Income investors are searching for dividend stocks with above-average yields.
Let’s take a look at Inter Pipeline Ltd. (TSX:IPL) to see if it is an attractive pick right now.
Big price moves
Inter Pipeline is down more than 20% in 2017 amid a broad-based sell-off in the energy sector.
This isn’t the first time investors have watched the share price go on a rough ride. The same thing happened through the back half of 2014 and all through 2015, as oil fell from US$100 per barrel to below US$30 before staging its 2016 recovery.
In that pullback, Inter Pipeline fell from $38 per share to $20. It then rebounded to $30 at the end of last year.
At the time of writing, WTI oil is about US$47.50 per barrel, and Inter Pipeline is back below $23 per share.
Dividend resilience
Inter Pipeline owns natural gas liquids (NGL) extraction assets, conventional oil pipelines, oil sands pipelines, and a liquids storage business in Europe. The diversified asset base is a big reason the company has made it through the oil rout in decent shape.
In fact, management has raised the dividend right through the downturn, which shows the quality of the assets and the company’s ability to generate solid cash flow in difficult times.
The payout ratio for Q2 2017 was 72.9%, so there should be ample room to maintain the current distribution.
Growth
Inter Pipeline has taken advantage of the tough times to make strategic acquisitions. The largest deal was last year’s $1.35 billion purchase of two NGL extraction facilities and related infrastructure from The Williams Companies.
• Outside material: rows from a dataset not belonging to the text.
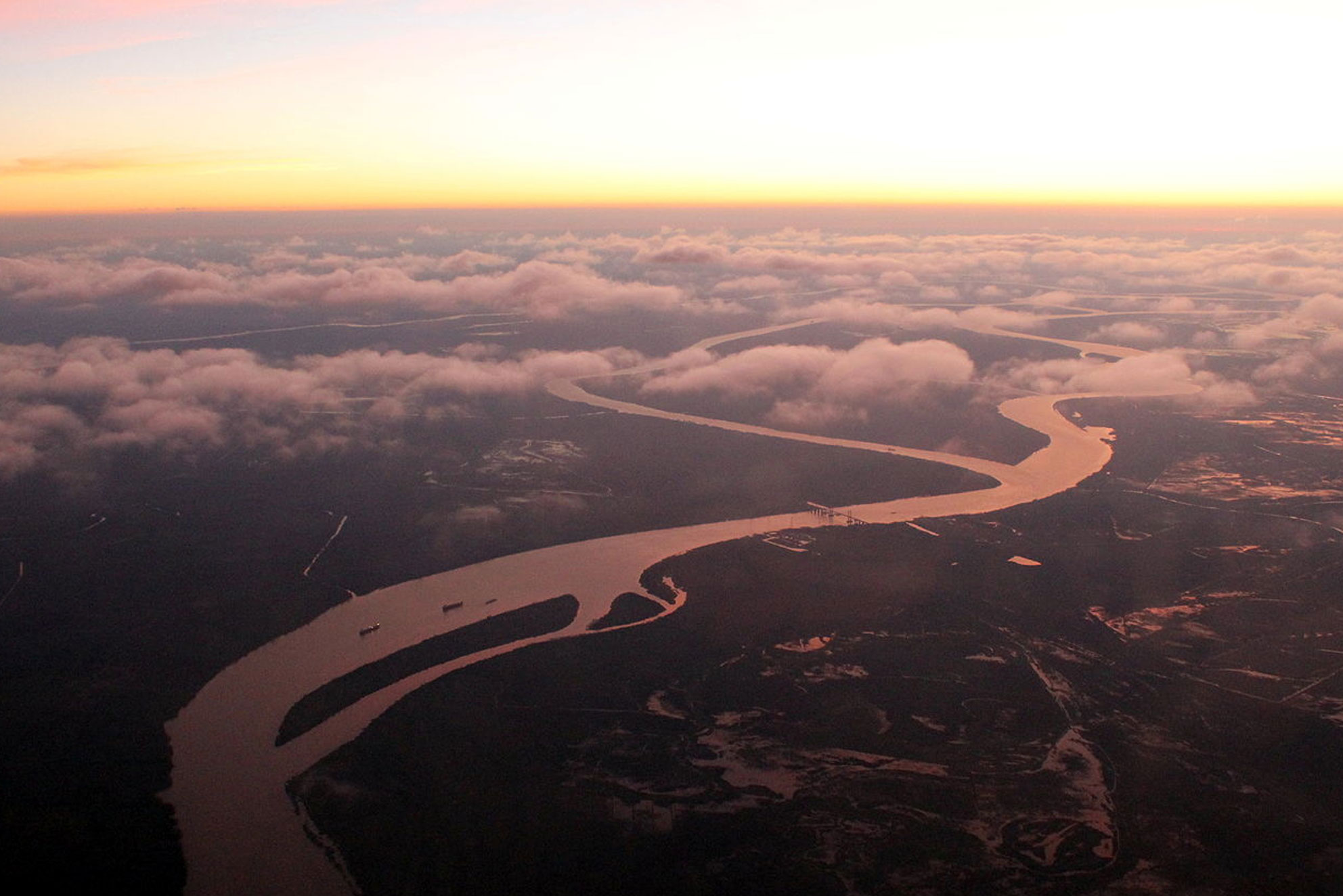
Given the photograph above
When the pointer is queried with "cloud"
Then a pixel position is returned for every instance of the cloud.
(64, 405)
(753, 285)
(286, 278)
(814, 387)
The deal was done at a significant discount to the cost of building the assets, so Inter Pipeline stands to see a solid return on its investment when the market improves.
In addition, Inter Pipeline has about $3 billion in new capital projects under consideration. If the developments get the green light, investors should see cash flow grow in the next few years to support additional dividend hikes.
Should you buy?
The stock can be volatile, so you have to be able to ride out the ups and downs of the broader energy market. If you can’t handle the roller coaster, it might be best to seek out another opportunity.
However, if you don’t mind the swings and have a bit of a contrarian investing style, it might be worthwhile to add a bit of Inter Pipeline to the income portfolio while the stock is out of favour.
At this point, the monthly distribution provides a 7% annualized yield, which is pretty attractive, as long as you think the payout is sustainable.